Yet one issue remains outstanding, even though the POP settings remain the same, I can't send email from Outlook on any computer. Outlook happily receives email from those POP settings. So I currently have to use Webmail to send e-mails until someone at Telstra figures out what is going on.
Regards,
Renato

Are you in DRW.

They have had NBN issues
 
The NBN was finally connected up to Telstra at our place last weekend. Watching Netflix at High Definition is definitely better than watching Netflix at Standard Definition using ADSL+. Otherwise, no discernable difference between what we had before and what we have now.

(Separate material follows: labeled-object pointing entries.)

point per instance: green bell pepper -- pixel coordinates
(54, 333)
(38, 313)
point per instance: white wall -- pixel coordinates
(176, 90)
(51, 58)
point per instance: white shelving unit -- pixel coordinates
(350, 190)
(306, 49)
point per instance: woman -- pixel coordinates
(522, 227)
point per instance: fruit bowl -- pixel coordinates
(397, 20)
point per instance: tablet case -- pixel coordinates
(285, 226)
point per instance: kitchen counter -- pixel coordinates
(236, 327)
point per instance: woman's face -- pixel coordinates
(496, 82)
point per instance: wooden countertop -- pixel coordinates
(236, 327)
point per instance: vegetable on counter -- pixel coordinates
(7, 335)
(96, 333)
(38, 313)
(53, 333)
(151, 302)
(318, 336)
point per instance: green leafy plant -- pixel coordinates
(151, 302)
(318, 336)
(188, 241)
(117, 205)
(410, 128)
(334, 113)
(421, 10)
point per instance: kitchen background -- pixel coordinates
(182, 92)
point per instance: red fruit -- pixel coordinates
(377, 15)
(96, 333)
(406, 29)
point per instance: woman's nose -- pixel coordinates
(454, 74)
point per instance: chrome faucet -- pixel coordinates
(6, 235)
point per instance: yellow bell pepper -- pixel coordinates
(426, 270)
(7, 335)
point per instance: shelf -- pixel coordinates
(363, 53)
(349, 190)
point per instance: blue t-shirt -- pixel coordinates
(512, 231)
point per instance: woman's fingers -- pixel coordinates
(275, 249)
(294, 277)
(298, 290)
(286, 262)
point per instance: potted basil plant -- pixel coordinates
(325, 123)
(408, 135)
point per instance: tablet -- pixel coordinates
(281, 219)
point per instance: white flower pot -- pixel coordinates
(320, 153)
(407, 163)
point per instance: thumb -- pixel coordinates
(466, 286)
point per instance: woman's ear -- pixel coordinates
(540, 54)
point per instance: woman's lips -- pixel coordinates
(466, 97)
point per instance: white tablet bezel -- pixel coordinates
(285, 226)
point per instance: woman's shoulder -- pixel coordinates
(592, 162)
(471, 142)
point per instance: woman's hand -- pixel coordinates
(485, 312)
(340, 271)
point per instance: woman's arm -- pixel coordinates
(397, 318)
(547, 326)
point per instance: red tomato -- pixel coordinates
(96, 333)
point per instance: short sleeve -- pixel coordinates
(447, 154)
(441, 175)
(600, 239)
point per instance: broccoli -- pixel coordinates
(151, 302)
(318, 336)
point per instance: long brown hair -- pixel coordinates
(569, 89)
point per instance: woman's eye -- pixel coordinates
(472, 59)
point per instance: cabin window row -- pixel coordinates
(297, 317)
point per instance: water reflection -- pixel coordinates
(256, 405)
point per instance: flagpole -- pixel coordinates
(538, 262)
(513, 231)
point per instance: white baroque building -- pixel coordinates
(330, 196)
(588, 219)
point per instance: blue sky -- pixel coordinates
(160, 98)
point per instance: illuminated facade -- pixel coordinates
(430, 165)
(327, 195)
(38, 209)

Yet one issue remains outstanding, even though the POP settings remain the same, I can't send email from Outlook on any computer. Outlook happily receives email from those POP settings. So I currently have to use Webmail to send e-mails until someone at Telstra figures out what is going on.
Regards,
Renato

Its not just you - its possibly not even related to the NBN, I had my Telstra bigpond email broken by Telstra a few days ago (both on outlook and webmail) - can log in and see all my own old emails but cannot send or receive any new emails. Someone in Telstra somewhere has broken a mail server setting, apparently they will be getting back to me about it, had a Telstra IT tech support guy remoted in for an hour and he couldn't explain it.
Seems this is still going on. There were several callers to Neil Mitchell this morning complaining that this has been ongoing and that Telstra don't seem to be able to resolve the issue.